5. Protect your cookies
HTTP cookies are used to preserve information such as authentication or session tokens, user preferences, or anything that the server should remember between requests. A HTTP cookie is a small string of data that the web server sends to the browser using the Set-Cookie HTTP header in the response. After this, the browser will automatically send the cookie back on almost every request (to the same domain) using the Cookie HTTP header.
If you do not set any flags, the cookie content is accessible programmatically using document.cookie . This is not always desirable. If an attacker is able to inject JavaScript within a web application, the script could read the content of document.cookie , and that could enable the bad actor to access any sensitive information in the cookie.
There are a variety of ways to protect cookies. If the cookie is used only by the webserver, you can use the httpOnly flag to restrict programmatical access to the cookie’s content.
HTTP does not encrypt messages, so man-in-the-middle attacks could succeed, and messages could be intercepted. If the cookie holds sensitive information, restrict the browser from sending it over unencrypted HTTP connections. Use the secure flag to instruct the browser to send cookies only through HTTPS, a protocol extension of HTTP. If you do not use this flag, the browser will send the cookie using both secure (https://my-secure-site.com) and insecure (http://my-secure-site.com) connections to a site.
In the case of a cross-site request forgery attacks, attackers can succeed because web applications can’t differentiate between valid requests and forged requests. For example, say you have a form for updating a user’s password, and the website uses cookies for handling sessions. An attacker could create a page that automatically sends a request to update your password. If cookies aren’t protected and you have a valid session cookie, when you visit this site, a request to update your password is sent from the site. Since your session cookie is valid, the browser will automatically include the cookie in the request. With this information, the webserver receives a request with a valid session cookie and updates the password. Thus, an attacker can reset your password to the value of their choice. To protect your cookies against cross-site request forgery attacks, use the cookie flag samesite=strict to ensure that the cookie is not sent when the request comes from another domain than the site that sets the cookie.
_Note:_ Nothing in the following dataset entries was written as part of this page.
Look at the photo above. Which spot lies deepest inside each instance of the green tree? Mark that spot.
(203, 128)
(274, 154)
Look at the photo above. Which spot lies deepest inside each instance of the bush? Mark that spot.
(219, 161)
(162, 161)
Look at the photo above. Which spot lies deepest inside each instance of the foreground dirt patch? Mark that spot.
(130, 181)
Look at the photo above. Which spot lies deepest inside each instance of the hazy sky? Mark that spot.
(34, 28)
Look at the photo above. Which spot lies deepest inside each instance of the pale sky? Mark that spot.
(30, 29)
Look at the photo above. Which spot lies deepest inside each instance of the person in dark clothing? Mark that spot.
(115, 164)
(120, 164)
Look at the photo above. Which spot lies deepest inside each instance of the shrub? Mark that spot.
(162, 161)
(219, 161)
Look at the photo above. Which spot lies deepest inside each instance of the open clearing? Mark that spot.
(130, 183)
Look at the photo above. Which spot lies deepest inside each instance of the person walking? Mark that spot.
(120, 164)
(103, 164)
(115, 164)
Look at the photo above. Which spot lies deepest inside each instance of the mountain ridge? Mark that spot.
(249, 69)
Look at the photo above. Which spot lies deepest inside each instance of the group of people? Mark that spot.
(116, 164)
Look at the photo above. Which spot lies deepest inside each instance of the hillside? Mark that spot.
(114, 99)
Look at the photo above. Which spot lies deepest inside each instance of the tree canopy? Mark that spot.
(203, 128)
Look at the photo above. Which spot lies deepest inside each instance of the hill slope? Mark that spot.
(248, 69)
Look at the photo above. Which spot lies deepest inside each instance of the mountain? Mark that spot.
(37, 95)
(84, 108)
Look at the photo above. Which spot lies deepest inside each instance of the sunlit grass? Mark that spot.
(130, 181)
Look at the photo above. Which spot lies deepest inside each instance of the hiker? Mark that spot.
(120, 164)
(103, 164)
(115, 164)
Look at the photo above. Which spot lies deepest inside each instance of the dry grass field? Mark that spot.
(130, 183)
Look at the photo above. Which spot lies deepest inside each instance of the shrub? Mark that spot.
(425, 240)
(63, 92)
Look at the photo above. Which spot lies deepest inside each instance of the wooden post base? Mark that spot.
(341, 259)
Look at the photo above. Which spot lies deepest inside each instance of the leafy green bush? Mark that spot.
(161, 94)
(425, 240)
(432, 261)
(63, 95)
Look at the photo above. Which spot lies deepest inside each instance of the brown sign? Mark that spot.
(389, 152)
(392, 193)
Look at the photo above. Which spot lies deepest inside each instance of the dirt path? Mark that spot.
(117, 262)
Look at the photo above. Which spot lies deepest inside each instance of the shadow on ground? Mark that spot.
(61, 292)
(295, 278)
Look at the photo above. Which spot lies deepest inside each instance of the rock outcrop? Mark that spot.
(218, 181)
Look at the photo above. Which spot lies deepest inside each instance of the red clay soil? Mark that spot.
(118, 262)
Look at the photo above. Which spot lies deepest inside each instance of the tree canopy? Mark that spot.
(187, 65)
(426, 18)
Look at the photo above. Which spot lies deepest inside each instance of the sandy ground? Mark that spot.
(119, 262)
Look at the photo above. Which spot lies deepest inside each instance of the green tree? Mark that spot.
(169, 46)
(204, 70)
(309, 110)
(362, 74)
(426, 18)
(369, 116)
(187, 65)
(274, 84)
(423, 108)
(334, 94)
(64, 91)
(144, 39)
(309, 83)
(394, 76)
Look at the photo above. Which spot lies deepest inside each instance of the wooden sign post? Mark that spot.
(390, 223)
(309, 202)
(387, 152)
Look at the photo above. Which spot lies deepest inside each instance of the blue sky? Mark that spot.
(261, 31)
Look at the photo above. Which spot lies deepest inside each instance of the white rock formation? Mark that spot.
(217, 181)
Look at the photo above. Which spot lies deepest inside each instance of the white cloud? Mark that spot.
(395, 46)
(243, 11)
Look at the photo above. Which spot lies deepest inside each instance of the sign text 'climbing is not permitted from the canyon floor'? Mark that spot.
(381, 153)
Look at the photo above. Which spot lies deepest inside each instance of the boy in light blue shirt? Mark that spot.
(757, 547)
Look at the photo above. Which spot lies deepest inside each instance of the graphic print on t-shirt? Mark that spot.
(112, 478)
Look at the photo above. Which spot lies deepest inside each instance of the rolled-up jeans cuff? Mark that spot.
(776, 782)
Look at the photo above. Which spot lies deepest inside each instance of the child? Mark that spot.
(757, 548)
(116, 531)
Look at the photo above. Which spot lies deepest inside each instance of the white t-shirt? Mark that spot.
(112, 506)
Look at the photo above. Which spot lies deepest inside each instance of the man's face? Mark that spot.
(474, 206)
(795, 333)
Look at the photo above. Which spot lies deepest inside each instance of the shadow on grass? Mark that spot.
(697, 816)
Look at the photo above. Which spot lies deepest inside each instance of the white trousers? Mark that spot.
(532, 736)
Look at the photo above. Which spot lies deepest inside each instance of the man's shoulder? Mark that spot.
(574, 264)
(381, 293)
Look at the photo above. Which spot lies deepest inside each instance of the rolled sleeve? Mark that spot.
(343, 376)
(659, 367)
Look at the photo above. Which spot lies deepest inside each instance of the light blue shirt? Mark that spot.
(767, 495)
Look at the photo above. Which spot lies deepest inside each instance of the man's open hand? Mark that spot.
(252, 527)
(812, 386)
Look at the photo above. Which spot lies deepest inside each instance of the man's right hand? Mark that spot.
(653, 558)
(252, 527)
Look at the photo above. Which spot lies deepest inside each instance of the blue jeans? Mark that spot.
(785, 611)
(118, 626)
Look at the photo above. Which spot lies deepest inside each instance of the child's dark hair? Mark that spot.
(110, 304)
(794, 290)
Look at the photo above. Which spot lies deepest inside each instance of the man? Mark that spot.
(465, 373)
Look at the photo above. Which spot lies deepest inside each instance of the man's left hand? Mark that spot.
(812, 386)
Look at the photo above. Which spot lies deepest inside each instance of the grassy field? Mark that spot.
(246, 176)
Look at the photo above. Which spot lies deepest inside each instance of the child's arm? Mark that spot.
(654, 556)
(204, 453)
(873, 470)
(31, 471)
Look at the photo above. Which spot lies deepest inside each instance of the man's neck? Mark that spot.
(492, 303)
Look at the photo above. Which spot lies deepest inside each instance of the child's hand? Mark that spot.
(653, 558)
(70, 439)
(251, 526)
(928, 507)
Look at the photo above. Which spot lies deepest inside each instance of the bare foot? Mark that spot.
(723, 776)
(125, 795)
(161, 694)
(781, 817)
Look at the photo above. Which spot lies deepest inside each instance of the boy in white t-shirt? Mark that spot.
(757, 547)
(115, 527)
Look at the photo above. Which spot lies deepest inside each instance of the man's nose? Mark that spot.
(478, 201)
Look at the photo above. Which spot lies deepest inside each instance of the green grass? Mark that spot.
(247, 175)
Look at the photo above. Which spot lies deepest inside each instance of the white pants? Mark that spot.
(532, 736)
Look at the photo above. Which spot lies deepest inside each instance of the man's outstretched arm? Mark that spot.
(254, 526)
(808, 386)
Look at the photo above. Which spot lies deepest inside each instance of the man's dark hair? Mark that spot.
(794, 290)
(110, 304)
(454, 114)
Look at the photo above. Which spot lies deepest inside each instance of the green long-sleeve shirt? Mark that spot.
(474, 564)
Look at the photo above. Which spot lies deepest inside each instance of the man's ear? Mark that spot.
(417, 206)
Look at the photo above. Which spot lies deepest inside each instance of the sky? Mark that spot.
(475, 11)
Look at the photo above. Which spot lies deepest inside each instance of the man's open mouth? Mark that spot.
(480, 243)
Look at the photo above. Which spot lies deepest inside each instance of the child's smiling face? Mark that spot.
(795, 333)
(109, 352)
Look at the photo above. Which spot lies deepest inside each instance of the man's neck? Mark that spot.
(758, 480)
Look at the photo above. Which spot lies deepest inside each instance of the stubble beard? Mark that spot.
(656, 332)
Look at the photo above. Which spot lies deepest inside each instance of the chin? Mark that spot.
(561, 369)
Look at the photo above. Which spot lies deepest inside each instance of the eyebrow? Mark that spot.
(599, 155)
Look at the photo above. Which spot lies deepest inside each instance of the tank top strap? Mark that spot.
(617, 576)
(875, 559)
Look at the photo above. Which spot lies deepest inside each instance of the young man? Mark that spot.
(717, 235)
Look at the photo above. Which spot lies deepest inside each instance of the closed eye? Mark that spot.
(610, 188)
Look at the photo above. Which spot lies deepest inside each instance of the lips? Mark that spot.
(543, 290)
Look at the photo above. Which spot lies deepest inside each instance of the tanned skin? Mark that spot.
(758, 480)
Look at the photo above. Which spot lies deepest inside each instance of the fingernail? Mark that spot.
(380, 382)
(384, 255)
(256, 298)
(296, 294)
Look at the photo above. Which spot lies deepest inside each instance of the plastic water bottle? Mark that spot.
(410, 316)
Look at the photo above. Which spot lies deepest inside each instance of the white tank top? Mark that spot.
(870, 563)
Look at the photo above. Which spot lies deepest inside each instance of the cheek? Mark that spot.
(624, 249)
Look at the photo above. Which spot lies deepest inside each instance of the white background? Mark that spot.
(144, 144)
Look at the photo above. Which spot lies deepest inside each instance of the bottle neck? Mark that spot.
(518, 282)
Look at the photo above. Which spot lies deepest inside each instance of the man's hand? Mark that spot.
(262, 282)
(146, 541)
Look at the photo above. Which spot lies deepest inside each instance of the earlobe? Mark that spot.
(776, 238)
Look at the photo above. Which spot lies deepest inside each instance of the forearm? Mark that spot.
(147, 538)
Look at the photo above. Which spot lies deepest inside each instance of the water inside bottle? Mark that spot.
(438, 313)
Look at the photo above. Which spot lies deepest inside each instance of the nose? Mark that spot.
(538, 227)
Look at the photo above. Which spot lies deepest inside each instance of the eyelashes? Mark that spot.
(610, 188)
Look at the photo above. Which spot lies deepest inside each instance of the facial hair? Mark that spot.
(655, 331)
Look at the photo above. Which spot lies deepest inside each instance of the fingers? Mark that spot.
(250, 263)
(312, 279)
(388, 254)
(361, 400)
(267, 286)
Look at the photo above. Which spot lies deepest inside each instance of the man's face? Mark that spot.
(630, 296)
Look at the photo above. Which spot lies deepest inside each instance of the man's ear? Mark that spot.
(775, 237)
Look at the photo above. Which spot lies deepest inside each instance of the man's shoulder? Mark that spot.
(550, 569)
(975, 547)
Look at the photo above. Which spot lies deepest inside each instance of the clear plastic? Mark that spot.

6. Defend against prototype pollution
JavaScript is a prototype-based language. When an object is created, it inherits all properties and methods following the so-called prototype chain. As it is a chain, prototypes have references to other prototypes. The chain is followed until reaching null . The Object prototype sits just below null in this prototype chain. Almost all objects in JavaScript are instances of Object .
When someone targets Object and alters the methods that most objects in JavaScript inherit through the prototype chain, this is called prototype pollution attack. It can happen in the server side or client side, and its consequences can include remote code execution, cross-site scripting, and denial-of-service attacks.
On the client side, an attacker injects code that can modify the Object.prototype directly. On the server side, the application is if it recursively clones object properties or if it sets object properties through a given path. If we have an HTTP server accepting HTTP requests, an attacker could send an HTTP request payload that contains a JSON object that tries to exploit the _proto_ , constructor , or prototype properties.
There are different ways to mitigate prototype pollution attacks.
- Freeze Object.prototype to prevent the default prototype from getting polluted.